If you can’t get behind cheese grits, then are you a real person? I’m not sure. I suppose I’m biased, I am a Girl Raised In The South after all (ha ha…get it…?). But if you don’t like something that’s smothered in cheese and cream, well then I suppose you must really not like it. So prepare yourself, here comes a grits recipe.
Resolution number 35 came to fruition when I realized that I never really do anything exciting with blue cheese. I love blue cheese dressing, I like to put the crumbles in a salad, back in my meat-eating days I was all about a blue cheese burger or hot wings and blue cheese dressing. But I never really DO anything with it. I just eat it as it is. I decided I needed to do something different with blue cheese.
My dear friend Ang, who is a Yankee I might add, was raving about this blue cheese grits recipe. There you go, other Yankees, some grits inspiration! She makes it with buffalo shrimp, but recommended that she thought it would be good with buffalo cauliflower. Say no more, I’m in! Cauliflower is a vegetarian’s best friend.
My dear husband “doesn’t like grits” so I had to make some changes in quantity to make just enough for myself. I started by roasted 1/2 a head of cauliflower, chopped into florets, tossed in a little olive oil and seasoned with salt and pepper. I roasted that for about 25 minutes at 350°F. I then removed the cauliflower from the oven, returned to the bowl that I had added the olive oil and seasoning to, and poured some Texas Pete’s over the cauliflower. I then returned to the baking sheet and popped back in the oven for about 5 more minutes.
While the cauliflower was roasting, I started to prepare the grits by adding water, half and half, salt, and pepper to a large skillet and bringing to a boil. I then added the grits, frequently whisking and allowing to thicken for about ten minutes.
I then added the cheddar cheese and whisked until melted. Once the cheese was melted, I turned off the heat and left the grits to sit for about 5 minutes before adding the butter. Once the butter was added and well mixed, I added in the blue cheese crumbles and mixed.
I served the grits with the roasted cauliflower on top and garnished with additional hot sauce and chives.
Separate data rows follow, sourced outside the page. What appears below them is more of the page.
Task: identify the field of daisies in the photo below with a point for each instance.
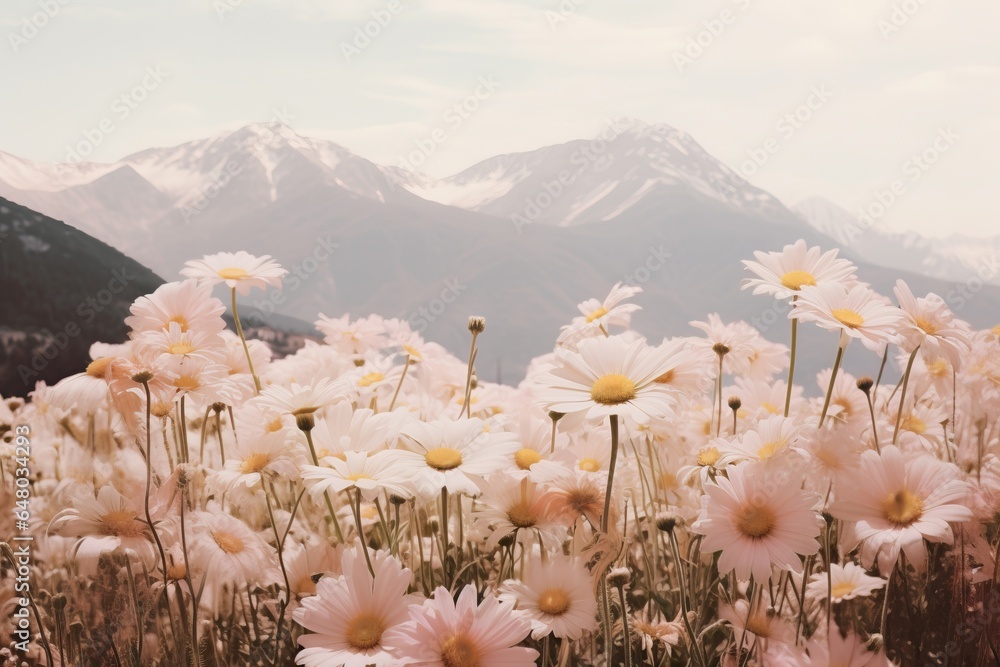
(190, 500)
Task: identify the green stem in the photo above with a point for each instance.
(791, 363)
(902, 396)
(246, 349)
(833, 378)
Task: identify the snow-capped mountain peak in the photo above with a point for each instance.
(593, 180)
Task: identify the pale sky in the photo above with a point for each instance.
(894, 77)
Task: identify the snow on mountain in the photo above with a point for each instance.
(594, 180)
(955, 257)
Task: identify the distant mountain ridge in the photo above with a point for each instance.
(364, 238)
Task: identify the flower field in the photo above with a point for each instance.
(189, 500)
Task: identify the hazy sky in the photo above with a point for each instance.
(886, 80)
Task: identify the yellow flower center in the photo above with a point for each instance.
(843, 588)
(797, 279)
(708, 457)
(612, 389)
(305, 586)
(665, 378)
(180, 320)
(768, 450)
(98, 367)
(364, 631)
(521, 514)
(228, 542)
(232, 273)
(848, 317)
(553, 601)
(926, 326)
(938, 367)
(187, 382)
(460, 651)
(443, 458)
(526, 457)
(177, 571)
(369, 379)
(121, 523)
(902, 507)
(254, 463)
(600, 312)
(668, 481)
(914, 424)
(756, 521)
(758, 625)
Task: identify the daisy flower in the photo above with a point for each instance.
(897, 504)
(784, 273)
(298, 400)
(270, 453)
(353, 338)
(558, 595)
(239, 270)
(599, 316)
(608, 376)
(448, 633)
(454, 454)
(734, 338)
(850, 650)
(931, 326)
(226, 549)
(189, 303)
(847, 582)
(754, 625)
(757, 520)
(508, 505)
(370, 474)
(350, 618)
(109, 522)
(857, 312)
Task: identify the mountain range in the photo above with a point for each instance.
(520, 238)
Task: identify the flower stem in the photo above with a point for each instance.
(361, 532)
(243, 339)
(406, 367)
(833, 378)
(791, 362)
(902, 396)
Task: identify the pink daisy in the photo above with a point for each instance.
(757, 519)
(446, 633)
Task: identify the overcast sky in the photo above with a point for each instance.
(887, 80)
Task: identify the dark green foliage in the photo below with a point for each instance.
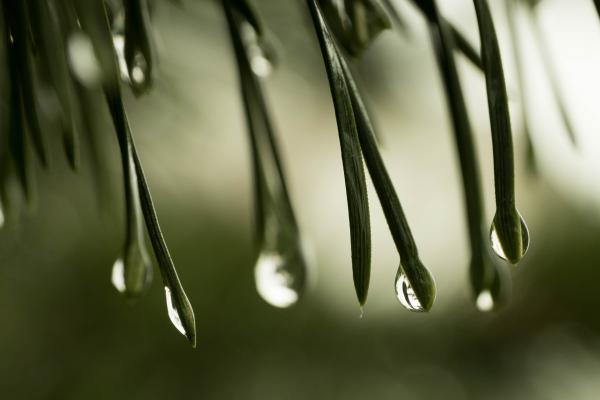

I’m getting hungry just writing this post! This recipe is incredibly satisfying and the flavors got together so well. I want to make it all the time now. I’m forever grateful that Ang shared this recipe with me. One thing that’s really great about it is that you can fit it to your needs. Want seafood? Buffalo shrimp. Want poultry? Buffalo chicken. Want vegetarian? Buffalo cauliflower. Want it super spicy? Add extra hot sauce. Serve it as an entree or a side dish. It’s super flexible, super easy, and most importantly, super tasty.
Buffalo Cauliflower Blue Cheese Grits
1/2 head of cauliflower, chopped into florets
salt and pepper
3 cups water
1 cup half and half
1 cup instant grits
3/4 cup cheddar cheese
2 Tbsp. unsalted butter
2 oz blue cheese crumbles
- Preheat the oven to 350°F.
- Prepare your cauliflower into chopped florets and toss in olive oil and season with salt and pepper. Roast for about 25 minutes.
- Remove the cauliflower from the oven and put back into the bowl that you originally seasoned in. Toss again in hot sauce, then return to the baking sheet and roast an additional 5 minutes.
- While the cauliflower is finishing up, prepare the grits. Add the water, cream, and salt and pepper to a large saucepan or skillet and bring to a boil. Add in the grits while frequently whisking until it thickens, about ten minutes.
- Stir in the cheddar cheese and whisk until melted.
- Remove the grits from the heat and let sit for five minutes. Then add the butter and whisk to mix.
- Add in the blue cheese crumbles and mix. Serve with buffalo cauliflower on top, add additional hot sauce and chives for garnish if desired.